Sungguh, hampir saja kaki kita tergelincir kepada maksiat-maksiat besar
kalau Allah tidak menyelamatkan kita. Dan kita bisa benar-benar
memasukinya (na’udzubillahi min dzalik tsumma na’udzubillahi min dzalik)
kalau kita tidak segera meniatkan untuk menjaga kesucian kemaluan kita
dengan menikah. Awalnya menumbuhkan niat yang sungguh-sungguh untuk
suatu saat menghalalkan pandangan mata dengan akad nikah yang sah.

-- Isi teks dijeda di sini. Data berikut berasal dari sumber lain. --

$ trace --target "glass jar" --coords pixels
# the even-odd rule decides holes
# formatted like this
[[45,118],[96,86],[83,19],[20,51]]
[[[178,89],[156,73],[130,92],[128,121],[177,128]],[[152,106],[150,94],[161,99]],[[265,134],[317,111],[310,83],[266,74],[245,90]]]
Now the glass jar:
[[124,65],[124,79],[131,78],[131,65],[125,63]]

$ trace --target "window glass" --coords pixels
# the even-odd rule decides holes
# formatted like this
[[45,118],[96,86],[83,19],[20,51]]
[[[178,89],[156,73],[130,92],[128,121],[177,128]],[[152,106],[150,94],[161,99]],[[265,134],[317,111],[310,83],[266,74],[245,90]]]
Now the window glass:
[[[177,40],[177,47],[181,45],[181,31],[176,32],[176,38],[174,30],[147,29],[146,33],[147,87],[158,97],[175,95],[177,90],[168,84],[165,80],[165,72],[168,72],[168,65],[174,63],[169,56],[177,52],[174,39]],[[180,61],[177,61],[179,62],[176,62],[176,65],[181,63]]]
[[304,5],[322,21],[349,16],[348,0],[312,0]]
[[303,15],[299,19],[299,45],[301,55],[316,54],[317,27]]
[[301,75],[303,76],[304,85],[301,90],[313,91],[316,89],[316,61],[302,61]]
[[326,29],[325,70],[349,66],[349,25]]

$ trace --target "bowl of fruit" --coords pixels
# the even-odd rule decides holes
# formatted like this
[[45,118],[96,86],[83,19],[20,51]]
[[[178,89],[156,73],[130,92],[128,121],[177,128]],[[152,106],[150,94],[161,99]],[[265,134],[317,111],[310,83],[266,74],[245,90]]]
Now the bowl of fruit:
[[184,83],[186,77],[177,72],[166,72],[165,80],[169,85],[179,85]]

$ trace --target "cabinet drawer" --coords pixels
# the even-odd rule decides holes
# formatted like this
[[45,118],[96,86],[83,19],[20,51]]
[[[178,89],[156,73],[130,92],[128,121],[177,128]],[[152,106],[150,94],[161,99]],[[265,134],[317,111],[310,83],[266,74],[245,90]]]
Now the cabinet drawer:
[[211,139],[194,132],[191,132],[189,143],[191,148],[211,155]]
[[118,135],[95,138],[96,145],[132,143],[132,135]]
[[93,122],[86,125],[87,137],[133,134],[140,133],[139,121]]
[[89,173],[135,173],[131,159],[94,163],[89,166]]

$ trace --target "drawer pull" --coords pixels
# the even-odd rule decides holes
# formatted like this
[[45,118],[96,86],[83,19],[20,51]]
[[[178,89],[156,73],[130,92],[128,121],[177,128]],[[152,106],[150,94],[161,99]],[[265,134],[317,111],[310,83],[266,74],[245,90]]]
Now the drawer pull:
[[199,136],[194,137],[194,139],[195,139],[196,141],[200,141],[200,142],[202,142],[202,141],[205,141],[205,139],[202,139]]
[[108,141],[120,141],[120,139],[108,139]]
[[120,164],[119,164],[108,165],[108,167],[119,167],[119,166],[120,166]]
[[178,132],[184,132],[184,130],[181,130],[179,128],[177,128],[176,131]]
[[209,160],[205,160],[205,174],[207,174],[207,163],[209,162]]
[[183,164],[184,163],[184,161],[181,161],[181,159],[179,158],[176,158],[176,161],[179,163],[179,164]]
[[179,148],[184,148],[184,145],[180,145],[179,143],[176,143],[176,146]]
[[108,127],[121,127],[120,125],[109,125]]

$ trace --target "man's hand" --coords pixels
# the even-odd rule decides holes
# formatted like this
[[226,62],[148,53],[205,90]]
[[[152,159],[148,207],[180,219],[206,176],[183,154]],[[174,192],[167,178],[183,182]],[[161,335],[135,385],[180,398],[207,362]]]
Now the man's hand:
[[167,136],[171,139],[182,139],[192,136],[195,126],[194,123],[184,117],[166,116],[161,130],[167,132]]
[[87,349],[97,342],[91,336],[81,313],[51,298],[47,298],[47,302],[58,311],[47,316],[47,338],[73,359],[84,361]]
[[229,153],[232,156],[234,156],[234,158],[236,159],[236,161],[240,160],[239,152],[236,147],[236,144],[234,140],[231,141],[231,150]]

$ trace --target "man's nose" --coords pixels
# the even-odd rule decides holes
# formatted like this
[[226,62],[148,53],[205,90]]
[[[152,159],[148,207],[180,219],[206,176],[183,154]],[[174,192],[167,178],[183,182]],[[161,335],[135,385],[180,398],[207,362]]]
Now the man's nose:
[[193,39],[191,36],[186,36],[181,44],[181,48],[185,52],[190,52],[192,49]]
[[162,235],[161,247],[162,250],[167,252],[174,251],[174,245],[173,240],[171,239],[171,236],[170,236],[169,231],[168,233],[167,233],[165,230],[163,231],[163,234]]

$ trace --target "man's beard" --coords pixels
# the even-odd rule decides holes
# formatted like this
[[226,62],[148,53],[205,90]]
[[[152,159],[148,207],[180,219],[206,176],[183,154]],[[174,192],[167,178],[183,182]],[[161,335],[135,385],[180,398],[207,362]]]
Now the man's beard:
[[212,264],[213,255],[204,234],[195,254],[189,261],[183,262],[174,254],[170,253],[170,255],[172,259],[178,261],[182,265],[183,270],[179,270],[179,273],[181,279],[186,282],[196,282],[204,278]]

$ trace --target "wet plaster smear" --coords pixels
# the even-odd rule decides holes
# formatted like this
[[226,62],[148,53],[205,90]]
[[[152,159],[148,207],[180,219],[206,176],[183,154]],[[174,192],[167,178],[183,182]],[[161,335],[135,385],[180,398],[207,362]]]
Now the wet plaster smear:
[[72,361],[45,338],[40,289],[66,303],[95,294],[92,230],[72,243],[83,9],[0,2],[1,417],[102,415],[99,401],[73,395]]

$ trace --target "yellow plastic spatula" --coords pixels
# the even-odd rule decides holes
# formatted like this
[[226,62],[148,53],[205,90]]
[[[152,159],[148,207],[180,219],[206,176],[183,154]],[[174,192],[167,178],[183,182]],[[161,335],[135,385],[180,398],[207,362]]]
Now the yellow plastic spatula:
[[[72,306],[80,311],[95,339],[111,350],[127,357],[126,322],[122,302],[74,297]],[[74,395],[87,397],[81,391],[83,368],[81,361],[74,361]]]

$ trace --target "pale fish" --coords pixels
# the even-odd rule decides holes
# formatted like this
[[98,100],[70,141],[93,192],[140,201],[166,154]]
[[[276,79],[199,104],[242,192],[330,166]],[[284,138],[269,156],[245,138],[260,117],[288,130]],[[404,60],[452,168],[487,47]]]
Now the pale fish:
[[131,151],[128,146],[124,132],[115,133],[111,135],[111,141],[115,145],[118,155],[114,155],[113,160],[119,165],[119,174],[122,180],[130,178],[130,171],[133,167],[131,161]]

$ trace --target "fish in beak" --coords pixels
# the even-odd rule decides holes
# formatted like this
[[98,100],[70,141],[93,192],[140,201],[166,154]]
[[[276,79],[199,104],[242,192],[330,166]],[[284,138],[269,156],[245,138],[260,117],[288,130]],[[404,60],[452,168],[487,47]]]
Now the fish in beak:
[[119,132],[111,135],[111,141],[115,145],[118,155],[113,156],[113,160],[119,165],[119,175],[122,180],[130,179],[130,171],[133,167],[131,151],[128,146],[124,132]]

Mudah-mudahan Allah menolong kita dan tidak mematikan kita dalam keadaan
masih membujang.
Rasulullah Muhammad Saw. pernah mengingatkan:
“Orang meninggal di antara kalian yang berada dalam kehinaan adalah bujangan.”
Rasulullah Saw. juga mengingatkan bahwa, “Sebagian besar penghuni neraka adalah orang-orang bujangan.”
Seorang laki-laki yang membujang harus menanggung beban syahwat yang
sangat berat. Apalagi pada masa seperti sekarang ini ketika hampir
segala hal memanfaatkan gejolak syahwat untuk mencapai keinginan.
Perusahaan-perusaan obat memanfaatkan gambar-gambar wanita untuk menarik
pembeli. Perusahaan-perusaan rokok juga memanfaatkan gadis-gadis muda
yang seronok untuk mempromosikan rokoknya di stasiun-stasiun dengan
merelakan diri mengambilkan sebatang rokok sekaligus menyalakan apinya
ke laki-laki yang sedang lengah ataupun sengaja “melengahkan” diri.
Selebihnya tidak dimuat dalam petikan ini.